One thing to consider with regard to cord blood banking — both private and public/donated — is that it’s more likely to be bankable and usable if there’s plenty of it, but guaranteeing lots of cord blood requires clamping the umbilical cord early. This potentially decreases the amount of the new baby’s blood that actually makes it into the baby after delivery. Overzealous cord blood banking presents an increased risk of anemia to the newborn (Fox et al).

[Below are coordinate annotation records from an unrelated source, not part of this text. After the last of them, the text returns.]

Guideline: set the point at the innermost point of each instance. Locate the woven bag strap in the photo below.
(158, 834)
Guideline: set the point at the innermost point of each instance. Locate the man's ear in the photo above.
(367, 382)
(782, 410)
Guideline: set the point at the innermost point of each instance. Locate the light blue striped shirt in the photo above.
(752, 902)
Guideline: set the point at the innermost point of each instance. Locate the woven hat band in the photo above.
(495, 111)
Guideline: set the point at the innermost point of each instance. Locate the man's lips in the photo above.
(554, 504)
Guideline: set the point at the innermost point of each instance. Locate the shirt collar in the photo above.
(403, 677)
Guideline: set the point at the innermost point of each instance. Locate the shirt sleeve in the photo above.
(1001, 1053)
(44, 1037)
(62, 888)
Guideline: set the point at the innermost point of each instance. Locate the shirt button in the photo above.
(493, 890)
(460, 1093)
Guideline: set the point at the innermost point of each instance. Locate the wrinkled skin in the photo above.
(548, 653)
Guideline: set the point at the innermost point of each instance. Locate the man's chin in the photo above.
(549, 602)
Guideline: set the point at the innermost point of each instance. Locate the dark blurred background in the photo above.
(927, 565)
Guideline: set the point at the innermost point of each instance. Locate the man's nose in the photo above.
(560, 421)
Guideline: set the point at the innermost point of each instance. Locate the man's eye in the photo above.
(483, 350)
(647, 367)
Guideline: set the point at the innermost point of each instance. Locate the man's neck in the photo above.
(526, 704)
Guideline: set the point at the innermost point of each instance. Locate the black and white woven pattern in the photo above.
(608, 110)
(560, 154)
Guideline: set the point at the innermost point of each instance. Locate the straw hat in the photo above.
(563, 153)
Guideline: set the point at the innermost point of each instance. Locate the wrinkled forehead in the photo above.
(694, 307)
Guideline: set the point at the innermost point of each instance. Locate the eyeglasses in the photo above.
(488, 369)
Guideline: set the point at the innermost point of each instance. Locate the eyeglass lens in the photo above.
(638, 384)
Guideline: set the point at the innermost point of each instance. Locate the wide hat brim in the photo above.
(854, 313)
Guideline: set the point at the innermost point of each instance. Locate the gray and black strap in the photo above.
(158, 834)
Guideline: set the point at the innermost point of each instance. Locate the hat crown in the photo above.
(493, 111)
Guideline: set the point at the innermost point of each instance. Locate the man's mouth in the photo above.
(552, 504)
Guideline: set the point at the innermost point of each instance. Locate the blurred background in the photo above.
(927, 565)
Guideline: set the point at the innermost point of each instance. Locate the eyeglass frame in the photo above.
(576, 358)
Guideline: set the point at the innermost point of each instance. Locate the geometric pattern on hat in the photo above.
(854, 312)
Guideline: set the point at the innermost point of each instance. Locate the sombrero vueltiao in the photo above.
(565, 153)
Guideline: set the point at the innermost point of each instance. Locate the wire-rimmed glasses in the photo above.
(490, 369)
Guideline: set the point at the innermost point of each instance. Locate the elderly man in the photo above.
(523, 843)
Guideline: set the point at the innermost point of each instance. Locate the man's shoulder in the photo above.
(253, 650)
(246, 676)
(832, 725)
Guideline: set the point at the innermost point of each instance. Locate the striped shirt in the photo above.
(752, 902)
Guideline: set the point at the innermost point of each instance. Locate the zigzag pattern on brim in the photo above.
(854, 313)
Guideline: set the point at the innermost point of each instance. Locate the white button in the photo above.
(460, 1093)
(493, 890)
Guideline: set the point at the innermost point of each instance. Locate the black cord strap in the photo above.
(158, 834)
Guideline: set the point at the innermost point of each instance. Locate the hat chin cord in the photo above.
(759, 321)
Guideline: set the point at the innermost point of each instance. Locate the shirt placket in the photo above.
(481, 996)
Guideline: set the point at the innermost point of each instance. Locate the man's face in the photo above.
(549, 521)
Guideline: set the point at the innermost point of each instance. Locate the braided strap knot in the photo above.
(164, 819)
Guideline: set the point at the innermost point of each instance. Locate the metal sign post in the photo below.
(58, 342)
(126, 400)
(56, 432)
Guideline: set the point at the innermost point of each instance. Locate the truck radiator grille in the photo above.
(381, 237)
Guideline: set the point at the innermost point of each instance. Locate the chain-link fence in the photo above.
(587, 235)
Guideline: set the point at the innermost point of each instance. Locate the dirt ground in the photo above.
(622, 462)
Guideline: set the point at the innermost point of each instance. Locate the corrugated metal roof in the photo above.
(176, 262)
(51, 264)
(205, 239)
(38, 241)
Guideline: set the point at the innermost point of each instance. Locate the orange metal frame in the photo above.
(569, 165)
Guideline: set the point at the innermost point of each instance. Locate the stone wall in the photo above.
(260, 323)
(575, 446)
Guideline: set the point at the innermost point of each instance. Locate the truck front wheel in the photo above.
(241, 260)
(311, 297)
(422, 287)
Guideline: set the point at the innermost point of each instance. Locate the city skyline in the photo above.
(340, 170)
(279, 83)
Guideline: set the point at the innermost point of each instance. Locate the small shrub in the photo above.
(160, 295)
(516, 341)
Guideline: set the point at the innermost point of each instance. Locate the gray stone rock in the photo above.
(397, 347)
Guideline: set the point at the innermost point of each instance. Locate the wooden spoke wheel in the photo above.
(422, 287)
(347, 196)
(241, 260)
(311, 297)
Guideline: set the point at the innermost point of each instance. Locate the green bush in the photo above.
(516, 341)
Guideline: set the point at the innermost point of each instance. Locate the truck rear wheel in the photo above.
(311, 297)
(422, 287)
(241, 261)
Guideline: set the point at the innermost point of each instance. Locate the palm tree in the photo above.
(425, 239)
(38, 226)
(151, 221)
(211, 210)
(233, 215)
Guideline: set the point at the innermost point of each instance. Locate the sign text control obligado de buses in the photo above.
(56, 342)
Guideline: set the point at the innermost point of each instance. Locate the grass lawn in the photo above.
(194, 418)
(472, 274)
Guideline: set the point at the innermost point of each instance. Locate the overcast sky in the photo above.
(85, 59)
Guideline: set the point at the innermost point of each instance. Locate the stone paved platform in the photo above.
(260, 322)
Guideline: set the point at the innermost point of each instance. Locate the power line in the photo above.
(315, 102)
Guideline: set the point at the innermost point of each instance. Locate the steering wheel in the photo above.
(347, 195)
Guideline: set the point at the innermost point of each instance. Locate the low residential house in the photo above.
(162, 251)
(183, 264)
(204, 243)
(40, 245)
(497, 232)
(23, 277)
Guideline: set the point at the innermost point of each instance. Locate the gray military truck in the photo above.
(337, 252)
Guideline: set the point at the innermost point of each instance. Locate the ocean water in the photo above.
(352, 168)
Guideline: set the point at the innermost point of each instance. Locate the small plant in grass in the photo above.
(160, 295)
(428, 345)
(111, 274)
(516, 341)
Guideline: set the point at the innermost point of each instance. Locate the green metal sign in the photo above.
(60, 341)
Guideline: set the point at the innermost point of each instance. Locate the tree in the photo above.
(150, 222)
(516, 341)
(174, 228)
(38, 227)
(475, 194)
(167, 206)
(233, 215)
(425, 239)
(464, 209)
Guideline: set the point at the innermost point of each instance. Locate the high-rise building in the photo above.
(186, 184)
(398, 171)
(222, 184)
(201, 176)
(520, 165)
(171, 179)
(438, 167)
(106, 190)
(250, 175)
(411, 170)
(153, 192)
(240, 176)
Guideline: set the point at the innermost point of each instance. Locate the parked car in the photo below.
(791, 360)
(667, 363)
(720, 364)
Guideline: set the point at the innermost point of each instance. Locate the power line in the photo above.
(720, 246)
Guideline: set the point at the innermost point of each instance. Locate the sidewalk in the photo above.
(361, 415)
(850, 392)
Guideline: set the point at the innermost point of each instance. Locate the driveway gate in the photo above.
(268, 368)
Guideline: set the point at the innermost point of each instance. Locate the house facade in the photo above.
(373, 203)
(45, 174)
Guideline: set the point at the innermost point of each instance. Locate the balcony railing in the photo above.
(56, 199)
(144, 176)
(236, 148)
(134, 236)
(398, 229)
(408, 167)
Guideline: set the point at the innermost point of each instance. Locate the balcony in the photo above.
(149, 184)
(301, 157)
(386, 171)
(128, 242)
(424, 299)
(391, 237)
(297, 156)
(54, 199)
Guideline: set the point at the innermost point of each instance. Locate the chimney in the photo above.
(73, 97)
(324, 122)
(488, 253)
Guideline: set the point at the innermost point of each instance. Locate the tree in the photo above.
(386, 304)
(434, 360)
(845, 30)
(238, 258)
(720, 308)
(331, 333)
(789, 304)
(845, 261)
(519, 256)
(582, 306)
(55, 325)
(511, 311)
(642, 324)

In the end, the American Academy of Pediatrics does not support the practice of private cord blood banking (AAP Statement). In fact, they’re quite against it, stating in essence that the private cord blood banks are taking advantage of families at an emotionally vulnerable time. The AAP further notes that some physicians may profit from advising patients to use private cord blood banks (the bank may pay them to encourage it). Finally, private banking is simply expensive. Typically, the collection fee for a private bank is on the order of $2000, and it costs about $150 a year to maintain the blood. Because the practice isn’t regulated, there’s no telling whether privately-banked blood is actually collected or stored in such a way as to make it usable IF (and that’s a big if) your family ever needs it.

 

Science Bottom Line:* There’s really no justification for banking your child’s cord blood for private use under most circumstances. The exception to this is if you either: a) have a child with one of the diseases for which HSC transplant is a treatment (and the second child is a good HLA match), or; b) have a family history of or genetic predisposition to one of those diseases. Again, remember that the odds of any given child being able to use his/her own cord blood are infinitesimally small, but child 2’s blood might be able to help child 1, or vice versa. There are free programs to allow banking of a child’s cord blood in the case of a diagnosed sibling with a cord blood-treatable condition, such as The Sibling Connection through the Children’s Hospital Oakland Research Institute.

 

What do you think about cord blood banking?

 

References:

American Academy of Pediatrics Section on Hematology/Oncology. Cord blood banking for potential future transplantation. Pediatrics. 2007 Jan;119(1):165-70.

Fox et al. Umbilical cord blood collection: do patients really understand? J Perinat Med. 2007;35(4):314-21.

Johnson, F. Placental blood transplantation and autologous banking–caveat emptor. J Pediatr Hematol Oncol. 1997 May-Jun;19(3):183-6.

Karanes et al. Unrelated donor stem cell transplantation: the role of the National Marrow Donor Program. Oncology (Williston Park). 2003 Aug;17(8):1036-8, 1043-4, 1164-7.

NIH Stem Cells and Diseases. Accessed 22 Nov 2011.